Scientists believe they have discovered why the immune systems of older people weaken with age, leaving them susceptible to opportunistic pathogens that are often fatal. The results could illuminate a path that could allow researchers to “rejuvenate” a person’s immune system – vital in the ongoing battle against COVID-19 and flu-like illnesses.
“Through this study, we gained a new understanding of why older adults are more susceptible to infectious diseases, which will allow us to identify potential new treatments,” said senior author Michael Demetriou, professor of neurology at the UCI School of Medicine. in a statement.
“We have identified a potential fountain of youth for the immune system.” added Haik Mkhikian, first author of the article.
The results were published in the journal Nature Aging.
T cells are one of the most important immune cells in the body, coordinating the immune response by directly killing foreign pathogens or signaling other immune cells to kill them. As we age, our T cells become increasingly impaired, weakening the immune system and leaving our bodies vulnerable to illnesses that usually only cause mild illness.
This is one of the biggest reasons why COVID-19 and the flu have such high death rates in populations over 65 and is a key area of focus for scientists trying to extend lifespan in humans.
One mechanism by which T cells are harmed is called N-glycan branching. Without going into the extreme details of this, the complex carbohydrates (called glycans) that are attached to proteins play a key role in how they function, and the remodeling of these carbohydrates can have a dramatic result.
The new results, discovered by analyzing human T cells and aged mice, identified that as cells age, these “remodeled” glycans are added in greater numbers to critical immune cells, resulting in impaired function that may explain why older immune systems struggle. These increases in branched glycans appear to be due to an increase in the N-acetylglucosamine metabolite plus the activity of a cytokine called Interleukin 7. The effect was particularly pronounced in women compared to men.
When old human cells were treated with proteins that inhibit branching, they found that T cells increased activation and proliferation, suggesting that N-glycan branching is likely to blame for T cell inhibition, but that it may also be reversible. .
“Our research reveals that reversing the elevation in branched glycans rejuvenates mouse and human T cell function and reduces the severity of Salmonella infection in old female mice,” said Demetriou.

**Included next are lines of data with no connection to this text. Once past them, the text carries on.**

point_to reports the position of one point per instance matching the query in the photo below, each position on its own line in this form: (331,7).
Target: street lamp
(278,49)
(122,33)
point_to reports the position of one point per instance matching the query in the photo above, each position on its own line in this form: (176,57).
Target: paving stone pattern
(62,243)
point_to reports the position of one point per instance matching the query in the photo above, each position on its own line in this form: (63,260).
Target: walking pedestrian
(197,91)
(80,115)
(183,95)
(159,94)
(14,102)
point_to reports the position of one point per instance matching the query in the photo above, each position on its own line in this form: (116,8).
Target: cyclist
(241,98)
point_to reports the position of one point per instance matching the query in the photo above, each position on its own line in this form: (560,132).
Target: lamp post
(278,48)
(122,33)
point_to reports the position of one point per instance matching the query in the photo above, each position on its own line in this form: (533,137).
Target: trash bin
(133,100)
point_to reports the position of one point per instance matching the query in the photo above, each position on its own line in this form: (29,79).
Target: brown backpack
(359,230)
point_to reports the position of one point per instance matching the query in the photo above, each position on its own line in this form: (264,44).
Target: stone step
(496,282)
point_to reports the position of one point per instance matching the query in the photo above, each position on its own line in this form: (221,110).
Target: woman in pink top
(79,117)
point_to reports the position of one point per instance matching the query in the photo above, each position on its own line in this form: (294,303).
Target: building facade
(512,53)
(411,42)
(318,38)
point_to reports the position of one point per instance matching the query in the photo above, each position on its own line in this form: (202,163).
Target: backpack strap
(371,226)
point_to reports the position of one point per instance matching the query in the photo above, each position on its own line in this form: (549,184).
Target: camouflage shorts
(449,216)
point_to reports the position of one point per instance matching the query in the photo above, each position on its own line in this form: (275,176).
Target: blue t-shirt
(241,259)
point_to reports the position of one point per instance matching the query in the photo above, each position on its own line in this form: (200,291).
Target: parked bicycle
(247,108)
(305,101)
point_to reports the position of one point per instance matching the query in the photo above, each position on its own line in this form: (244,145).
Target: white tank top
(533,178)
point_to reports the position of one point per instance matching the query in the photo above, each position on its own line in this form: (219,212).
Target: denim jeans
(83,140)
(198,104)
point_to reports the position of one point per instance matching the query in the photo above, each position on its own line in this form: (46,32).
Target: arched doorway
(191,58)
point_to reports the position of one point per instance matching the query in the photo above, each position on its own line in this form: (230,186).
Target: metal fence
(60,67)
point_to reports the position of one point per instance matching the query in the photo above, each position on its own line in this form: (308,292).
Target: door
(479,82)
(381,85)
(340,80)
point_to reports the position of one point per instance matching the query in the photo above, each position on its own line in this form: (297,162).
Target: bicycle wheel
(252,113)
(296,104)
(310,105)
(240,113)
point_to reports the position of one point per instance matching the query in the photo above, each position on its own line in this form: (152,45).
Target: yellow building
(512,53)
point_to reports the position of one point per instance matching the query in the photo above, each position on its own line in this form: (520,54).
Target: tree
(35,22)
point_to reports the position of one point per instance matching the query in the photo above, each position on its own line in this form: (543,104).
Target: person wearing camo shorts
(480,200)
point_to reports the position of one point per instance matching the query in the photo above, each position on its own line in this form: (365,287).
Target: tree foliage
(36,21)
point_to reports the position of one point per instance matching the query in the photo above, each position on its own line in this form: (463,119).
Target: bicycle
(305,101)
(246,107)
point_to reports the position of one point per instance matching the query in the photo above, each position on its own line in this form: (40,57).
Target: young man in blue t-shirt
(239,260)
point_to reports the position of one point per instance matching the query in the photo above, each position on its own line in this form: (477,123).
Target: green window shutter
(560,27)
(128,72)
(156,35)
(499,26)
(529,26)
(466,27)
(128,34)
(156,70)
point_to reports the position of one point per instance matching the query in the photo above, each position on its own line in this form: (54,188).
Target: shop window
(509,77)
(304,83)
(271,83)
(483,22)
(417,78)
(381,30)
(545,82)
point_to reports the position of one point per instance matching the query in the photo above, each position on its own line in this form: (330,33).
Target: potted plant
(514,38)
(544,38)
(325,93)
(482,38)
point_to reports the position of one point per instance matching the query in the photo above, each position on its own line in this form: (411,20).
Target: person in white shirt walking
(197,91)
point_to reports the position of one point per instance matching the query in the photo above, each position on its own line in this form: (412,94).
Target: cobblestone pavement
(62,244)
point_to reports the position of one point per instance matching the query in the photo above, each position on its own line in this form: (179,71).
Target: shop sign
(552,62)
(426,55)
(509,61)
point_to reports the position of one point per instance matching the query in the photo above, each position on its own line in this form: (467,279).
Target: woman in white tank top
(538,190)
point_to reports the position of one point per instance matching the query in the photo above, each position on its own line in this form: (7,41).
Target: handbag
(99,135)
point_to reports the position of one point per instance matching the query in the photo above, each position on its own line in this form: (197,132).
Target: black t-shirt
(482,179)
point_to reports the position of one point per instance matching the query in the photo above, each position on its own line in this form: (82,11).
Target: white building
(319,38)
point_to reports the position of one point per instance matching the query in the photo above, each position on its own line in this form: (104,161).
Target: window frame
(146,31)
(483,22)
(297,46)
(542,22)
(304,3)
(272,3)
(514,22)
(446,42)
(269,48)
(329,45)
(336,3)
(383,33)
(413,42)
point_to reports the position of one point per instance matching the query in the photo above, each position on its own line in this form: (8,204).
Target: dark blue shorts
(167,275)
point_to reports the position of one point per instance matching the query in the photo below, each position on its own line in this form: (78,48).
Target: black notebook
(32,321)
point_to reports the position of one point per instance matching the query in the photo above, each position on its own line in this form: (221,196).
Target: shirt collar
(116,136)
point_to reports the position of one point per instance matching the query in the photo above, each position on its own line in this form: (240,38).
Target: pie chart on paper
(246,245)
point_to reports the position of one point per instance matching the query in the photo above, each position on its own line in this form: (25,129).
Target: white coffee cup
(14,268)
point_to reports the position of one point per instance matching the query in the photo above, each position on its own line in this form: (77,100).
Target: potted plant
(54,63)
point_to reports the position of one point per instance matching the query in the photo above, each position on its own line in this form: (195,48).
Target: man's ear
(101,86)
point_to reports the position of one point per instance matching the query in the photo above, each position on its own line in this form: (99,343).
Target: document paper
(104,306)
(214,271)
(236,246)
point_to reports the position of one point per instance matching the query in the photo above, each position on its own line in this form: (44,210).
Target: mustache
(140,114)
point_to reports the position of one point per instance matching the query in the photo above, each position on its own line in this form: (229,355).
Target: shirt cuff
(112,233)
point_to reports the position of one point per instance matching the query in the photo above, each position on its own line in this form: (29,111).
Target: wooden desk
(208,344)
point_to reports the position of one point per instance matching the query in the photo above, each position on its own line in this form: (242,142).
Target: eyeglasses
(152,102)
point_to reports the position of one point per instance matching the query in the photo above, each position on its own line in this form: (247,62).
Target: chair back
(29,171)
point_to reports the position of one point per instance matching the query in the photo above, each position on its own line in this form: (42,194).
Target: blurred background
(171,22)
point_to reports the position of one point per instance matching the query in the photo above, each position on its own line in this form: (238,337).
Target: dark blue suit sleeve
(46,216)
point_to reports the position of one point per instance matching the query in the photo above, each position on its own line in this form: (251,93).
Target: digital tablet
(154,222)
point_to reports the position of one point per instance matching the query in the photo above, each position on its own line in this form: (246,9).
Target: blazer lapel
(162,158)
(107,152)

“This suggests several potential new therapeutic targets for revitalizing old T cells, such as altering branched glycans or the age-triggered elevation in serum N-acetylglucosamine and IL-7 signaling.” added Mkhikian.
The research may allow for targeted sex-specific therapies that can bolster the immune system of older adults in the face of pathogens, although it remains to be seen whether such a treatment would be viable outside of laboratory conditions.